A negelected but symbolic mural will remain — at least for now — at the Bernal Heights Library while the building is renovated.
Two sides of the painting on the 70-year-old library were recommended to be painted over, but community members stepped in to convince officials to leave the entire mural.
The mural has become a lightning rod issue in a neighborhood that some say is becoming less and less diverse. It depicts black and Latino children and important historical figures of several
The mural was commissioned by The City in 1980 and painted by the late muralist Arch Williams with help from children and the community. But the painting has deteriorated over the years, and two of the three sides were recommended to be painted over while the library was undergoing a major renovation paid for with voter-approved bond money.
In August, the Library Commission said the Cortland Avenue side of the mural was in the best shape and should be preserved. The eastern and southern sides, however, were more faded and planned to be removed. Those recommendations were later endorsed by the Visual Arts Committee.

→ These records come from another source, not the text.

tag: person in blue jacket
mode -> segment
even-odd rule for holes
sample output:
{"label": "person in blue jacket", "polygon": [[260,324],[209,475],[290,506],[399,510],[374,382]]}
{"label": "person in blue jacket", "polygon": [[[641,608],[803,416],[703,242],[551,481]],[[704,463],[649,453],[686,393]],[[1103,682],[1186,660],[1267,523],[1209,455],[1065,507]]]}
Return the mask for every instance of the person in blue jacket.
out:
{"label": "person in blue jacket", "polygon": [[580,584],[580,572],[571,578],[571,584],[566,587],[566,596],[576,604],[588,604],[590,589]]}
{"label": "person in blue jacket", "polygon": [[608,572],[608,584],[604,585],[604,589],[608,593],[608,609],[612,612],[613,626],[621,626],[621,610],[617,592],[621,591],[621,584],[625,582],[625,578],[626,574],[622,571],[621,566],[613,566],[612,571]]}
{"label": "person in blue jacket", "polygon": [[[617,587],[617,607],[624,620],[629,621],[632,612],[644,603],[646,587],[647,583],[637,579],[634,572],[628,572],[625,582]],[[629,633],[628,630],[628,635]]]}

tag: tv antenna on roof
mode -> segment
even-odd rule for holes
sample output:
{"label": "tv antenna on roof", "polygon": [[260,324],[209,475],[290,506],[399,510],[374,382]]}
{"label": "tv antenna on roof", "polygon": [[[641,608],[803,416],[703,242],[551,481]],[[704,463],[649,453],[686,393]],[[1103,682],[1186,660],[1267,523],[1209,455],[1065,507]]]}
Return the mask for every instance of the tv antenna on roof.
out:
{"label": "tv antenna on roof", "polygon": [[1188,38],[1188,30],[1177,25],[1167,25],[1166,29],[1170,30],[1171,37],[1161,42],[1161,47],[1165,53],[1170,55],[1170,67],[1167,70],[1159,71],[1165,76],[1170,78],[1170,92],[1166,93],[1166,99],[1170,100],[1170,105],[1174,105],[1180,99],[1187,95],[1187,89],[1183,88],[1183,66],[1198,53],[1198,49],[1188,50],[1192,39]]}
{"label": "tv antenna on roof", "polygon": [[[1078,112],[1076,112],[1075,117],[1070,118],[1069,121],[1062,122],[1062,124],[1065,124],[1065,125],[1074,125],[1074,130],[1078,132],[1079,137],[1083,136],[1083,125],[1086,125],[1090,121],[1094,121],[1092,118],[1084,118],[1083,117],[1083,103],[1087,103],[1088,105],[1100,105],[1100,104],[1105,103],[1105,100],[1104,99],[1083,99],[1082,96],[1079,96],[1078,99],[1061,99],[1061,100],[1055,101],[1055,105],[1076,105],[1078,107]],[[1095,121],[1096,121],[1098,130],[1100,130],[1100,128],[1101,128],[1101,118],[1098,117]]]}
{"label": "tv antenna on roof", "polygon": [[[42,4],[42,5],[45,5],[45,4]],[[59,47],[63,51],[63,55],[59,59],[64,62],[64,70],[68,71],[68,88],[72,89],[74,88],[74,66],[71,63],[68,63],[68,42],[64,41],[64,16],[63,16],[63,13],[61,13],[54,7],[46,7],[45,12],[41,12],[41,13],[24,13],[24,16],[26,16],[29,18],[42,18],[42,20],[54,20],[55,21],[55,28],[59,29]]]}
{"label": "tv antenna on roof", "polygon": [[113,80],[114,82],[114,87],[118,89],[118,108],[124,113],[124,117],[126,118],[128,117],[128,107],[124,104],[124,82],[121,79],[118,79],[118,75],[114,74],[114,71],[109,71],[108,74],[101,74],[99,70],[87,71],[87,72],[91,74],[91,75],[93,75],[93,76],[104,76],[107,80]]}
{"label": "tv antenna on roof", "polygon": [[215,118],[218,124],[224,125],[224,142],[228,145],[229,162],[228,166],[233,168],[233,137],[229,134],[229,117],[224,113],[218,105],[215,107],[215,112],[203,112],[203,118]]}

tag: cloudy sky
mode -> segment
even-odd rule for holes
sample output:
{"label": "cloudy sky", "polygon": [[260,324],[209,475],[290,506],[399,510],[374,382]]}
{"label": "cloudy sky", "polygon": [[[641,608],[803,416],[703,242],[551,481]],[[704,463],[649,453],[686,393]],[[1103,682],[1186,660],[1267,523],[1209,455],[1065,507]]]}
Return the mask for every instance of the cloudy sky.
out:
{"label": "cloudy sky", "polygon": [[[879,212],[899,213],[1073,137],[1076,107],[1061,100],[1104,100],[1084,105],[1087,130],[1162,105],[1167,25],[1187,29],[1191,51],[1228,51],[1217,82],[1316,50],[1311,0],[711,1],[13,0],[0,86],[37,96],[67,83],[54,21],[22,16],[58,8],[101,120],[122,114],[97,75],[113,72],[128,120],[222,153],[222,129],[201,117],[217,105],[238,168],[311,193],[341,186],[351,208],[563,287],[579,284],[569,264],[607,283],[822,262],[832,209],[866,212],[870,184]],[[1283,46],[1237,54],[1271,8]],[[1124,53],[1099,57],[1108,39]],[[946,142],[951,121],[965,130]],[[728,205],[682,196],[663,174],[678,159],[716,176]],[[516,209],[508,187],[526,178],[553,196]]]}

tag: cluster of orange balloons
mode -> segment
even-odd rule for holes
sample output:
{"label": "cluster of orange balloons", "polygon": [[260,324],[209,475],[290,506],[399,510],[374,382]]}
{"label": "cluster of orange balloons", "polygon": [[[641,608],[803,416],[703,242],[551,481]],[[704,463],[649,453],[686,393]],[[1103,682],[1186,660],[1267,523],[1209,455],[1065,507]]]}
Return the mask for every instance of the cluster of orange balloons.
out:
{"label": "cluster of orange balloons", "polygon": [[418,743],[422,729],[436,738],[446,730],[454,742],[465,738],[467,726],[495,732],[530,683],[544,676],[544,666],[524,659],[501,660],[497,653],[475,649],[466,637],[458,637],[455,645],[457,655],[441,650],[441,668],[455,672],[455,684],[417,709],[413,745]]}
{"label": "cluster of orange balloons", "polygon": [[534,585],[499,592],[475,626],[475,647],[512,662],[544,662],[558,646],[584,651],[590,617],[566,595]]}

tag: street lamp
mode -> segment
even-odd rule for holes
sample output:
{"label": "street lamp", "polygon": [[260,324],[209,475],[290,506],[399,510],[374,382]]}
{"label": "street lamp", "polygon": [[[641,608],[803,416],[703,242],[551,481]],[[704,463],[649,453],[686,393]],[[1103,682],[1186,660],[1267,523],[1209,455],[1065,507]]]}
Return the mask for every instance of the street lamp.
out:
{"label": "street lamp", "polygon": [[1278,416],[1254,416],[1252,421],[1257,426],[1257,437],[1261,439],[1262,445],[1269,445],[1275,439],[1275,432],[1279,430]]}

The idea of removing any of the mural set off a fierce debate in the community. Some neighbors wanted the mural fully removed and the library restored to its original historical state, while others feel it is an important piece of artwork to preserve in the neighborhood.
The last decision about removal or preservation rested with the Arts Commission. In the week before that meeting, proponents of the mural — led by community organizer Mauricio Vela — launched a last-ditch effort to save the mural, and neighborhood residents made dozens of calls to the mayor, city officials and supervisors.
Those efforts appear to have paid off. At the request of Supervisor David Campos, the Arts Commission has postponed any decision on the 29-year-old mural.
At the last moment, Campos stepped in and asked the commission to postpone its vote.
“There have been a number of concerns about the process not being as inclusive or transparent as possible,” he said. “The main thing for me is whatever the result, that it’s a process that’s inclusive and transparent.”